From the Nature Conservancy:
How an ambitious tamarisk removal project on the San Miguel River set the precedent for future restoration work.
TAMARISK: A THREAT TO THE RIVER
The free-flowing San Miguel River extends for 80 miles from high-alpine headwaters above Telluride, to a desert confluence with the Dolores River near the Utah border. The area is marked by Cottonwood forests with understory of willows and skunkbrush sumac and supports an array of wildlife such as great blue heron, American dipper, black swift, river otter, beaver, black bear, and mountain lion.
In 2005, a watershed-scale conservation plan developed by the Conservancy and partners identified the invasion of non-native species specifically tamarisk, Russian olive, and Chinese elm as the highest threat to the riparian vegetation along the San Miguel River.

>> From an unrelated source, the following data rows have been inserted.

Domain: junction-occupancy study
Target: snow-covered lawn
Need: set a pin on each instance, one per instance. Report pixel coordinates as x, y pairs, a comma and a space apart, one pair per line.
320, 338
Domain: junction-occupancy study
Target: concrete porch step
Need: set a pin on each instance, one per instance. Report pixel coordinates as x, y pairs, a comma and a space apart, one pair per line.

Tamarisk replaces native vegetation, and accumulates high concentrations of salts in the soil, threatening plant and animal species and local economy dependent on the river and riparian systems. Removing tamarisk and other nonnative woody plants from riparian corridors improves water quantity and quality, and restores the health of native vegetation.
AN AMBITIOUS GOAL
In response to this, the Conservancy designed a restoration plan and set an ambitious goal of making the San Miguel the first tamarisk-free river system in the Western United States, something that had never been tried before. Working with community members, landowners, the Bureau of Land Management and local government officials, the Conservancy educated stakeholders on the benefits of the project for the river ecosystem and garnered support from almost everyone in the watershed.
Starting in 2007, the project took seven years to complete. While not reaching the goal of a fully tamarisk-free river system, the woody invasive species abundance is drastically reduced in all of the areas that were treated. Analysis done in 2014 has shown that the removal work was a success and minimal continued management is needed.
A MODEL FOR RIPARIAN RESTORATION
“This comprehensive project was a first of its kind in the western United States and has become a model for large scale riparian restoration,” said Terri Schulz, director of landscape science and management for The Nature Conservancy in Colorado.
Efforts have expanded to projects on the Dolores River and prompted the establishment and expansion of groups such as the Tamarisk Coalition. By thinking about this work in the context of the whole watershed, the Conservancy was able to reach out to a wide variety of partners to provide leadership and manpower to the project and to grow the capacity for this work moving beyond the San Miguel watershed.
As the Conservancy plans for future restoration efforts, the tamarisk removal project on the San Miguel River provides an outline for how to successfully work together with communities, landowners and the government to complete projects and reach largescale conservation goals.